テレビのインタビューなどで「~かなと思う」という表現をよく耳にする。決して「~と思う」「~だと思う」と断定して言わずに、半疑問文の形で話す人が圧倒的に多い。多分自分の意見に自信がないからだろう。これは欧米のようにディベートの訓練をされてこなかったせいだろう。特に女性に多いような気がするが、男性でもかなりいる。むしろ「~だと思う」とはっきり自分の意見を述べる人は皆無だといってもいいように思える。日本の国語教育はダメだなと思う。
もうひとつ気なる表現。「~させていただきます」という表現が多すぎる。たぶん「させていただく」という言葉は謙譲語であることを知らないのだろう。例えば、電車の車掌が「ドアを閉めさせていただきます」という使い方は間違い。

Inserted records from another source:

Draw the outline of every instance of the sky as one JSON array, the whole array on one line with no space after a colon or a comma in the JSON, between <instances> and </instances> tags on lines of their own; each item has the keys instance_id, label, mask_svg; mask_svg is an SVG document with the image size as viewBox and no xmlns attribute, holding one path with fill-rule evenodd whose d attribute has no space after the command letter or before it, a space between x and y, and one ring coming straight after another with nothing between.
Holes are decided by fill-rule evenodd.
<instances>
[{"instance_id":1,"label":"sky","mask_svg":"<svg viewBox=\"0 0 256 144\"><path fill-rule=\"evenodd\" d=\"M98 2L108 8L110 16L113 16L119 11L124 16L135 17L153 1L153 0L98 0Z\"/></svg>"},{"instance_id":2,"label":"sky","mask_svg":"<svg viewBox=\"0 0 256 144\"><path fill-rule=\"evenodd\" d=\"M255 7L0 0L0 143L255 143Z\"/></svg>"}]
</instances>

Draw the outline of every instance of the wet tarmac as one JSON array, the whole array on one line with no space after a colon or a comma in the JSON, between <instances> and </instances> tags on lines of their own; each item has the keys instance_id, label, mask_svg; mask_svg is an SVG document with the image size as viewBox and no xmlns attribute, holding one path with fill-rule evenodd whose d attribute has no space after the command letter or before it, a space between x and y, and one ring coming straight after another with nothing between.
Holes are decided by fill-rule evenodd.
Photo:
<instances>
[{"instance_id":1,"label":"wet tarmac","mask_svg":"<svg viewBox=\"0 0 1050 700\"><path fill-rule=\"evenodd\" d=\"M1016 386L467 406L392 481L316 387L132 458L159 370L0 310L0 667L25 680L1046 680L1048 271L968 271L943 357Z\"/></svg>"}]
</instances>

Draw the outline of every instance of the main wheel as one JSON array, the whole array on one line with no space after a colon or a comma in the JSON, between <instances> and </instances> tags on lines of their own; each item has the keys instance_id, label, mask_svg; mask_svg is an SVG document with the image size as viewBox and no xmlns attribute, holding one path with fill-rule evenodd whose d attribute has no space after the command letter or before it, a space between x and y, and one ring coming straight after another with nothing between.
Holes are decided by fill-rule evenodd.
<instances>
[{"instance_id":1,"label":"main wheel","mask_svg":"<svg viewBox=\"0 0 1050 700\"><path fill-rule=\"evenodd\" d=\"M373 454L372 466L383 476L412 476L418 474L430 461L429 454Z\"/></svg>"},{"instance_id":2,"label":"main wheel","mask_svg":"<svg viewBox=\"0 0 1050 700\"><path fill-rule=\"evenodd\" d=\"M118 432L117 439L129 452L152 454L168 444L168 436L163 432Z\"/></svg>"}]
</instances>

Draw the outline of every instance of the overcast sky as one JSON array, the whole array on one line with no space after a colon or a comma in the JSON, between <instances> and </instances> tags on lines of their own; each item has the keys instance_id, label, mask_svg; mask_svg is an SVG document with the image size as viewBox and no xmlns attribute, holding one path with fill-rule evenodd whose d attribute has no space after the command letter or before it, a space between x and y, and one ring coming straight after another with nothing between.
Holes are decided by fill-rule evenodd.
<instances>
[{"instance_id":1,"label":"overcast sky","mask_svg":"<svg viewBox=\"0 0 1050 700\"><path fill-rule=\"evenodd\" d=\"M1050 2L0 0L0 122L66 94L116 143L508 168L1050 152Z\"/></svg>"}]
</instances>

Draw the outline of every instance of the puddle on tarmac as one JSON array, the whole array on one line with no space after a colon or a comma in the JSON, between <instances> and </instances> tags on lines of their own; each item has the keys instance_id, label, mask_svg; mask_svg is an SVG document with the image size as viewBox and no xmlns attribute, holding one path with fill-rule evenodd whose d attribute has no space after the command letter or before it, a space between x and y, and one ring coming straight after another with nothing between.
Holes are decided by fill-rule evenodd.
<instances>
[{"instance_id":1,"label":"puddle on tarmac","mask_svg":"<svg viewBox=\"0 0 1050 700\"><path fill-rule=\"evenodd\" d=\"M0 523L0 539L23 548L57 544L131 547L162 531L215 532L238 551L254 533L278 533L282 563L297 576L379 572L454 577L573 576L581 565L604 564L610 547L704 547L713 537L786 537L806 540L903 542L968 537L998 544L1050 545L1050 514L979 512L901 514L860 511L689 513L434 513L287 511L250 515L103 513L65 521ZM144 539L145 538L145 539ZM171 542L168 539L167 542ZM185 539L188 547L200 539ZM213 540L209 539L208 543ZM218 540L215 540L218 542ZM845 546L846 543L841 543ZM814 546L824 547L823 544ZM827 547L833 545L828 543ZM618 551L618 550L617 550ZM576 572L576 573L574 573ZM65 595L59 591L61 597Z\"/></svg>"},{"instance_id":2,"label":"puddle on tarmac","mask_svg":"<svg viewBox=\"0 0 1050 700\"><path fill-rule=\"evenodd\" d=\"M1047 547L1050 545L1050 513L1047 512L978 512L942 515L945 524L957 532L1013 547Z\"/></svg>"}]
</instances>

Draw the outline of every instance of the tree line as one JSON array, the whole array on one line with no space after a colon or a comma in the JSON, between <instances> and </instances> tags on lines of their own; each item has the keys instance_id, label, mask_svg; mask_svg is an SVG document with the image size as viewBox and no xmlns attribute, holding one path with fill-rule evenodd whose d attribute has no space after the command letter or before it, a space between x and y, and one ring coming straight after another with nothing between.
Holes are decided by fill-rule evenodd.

乗客に対してへりくだっている意味では許せないこともないが、ここは「ドアを閉めます」が正しい。謙譲語はもともと相手や第三者の許可を受けて行う場合に使う言葉(目上の者が目下の者に対して使う場合もあるが、ここではのぞく)であって、車掌がいちいち乗客の許可を受けてドアを閉めるわけではないから間違いということになる。
自分のことを振り返ってみると、国語が必修だった小・中・高を通じてこのような正しい国語の教育を受けたことはないことに思い当たる。日本の国語教育はなってないと思わないわけにはいかない。そして、このような表現を聞くたびに嫌だなと思う。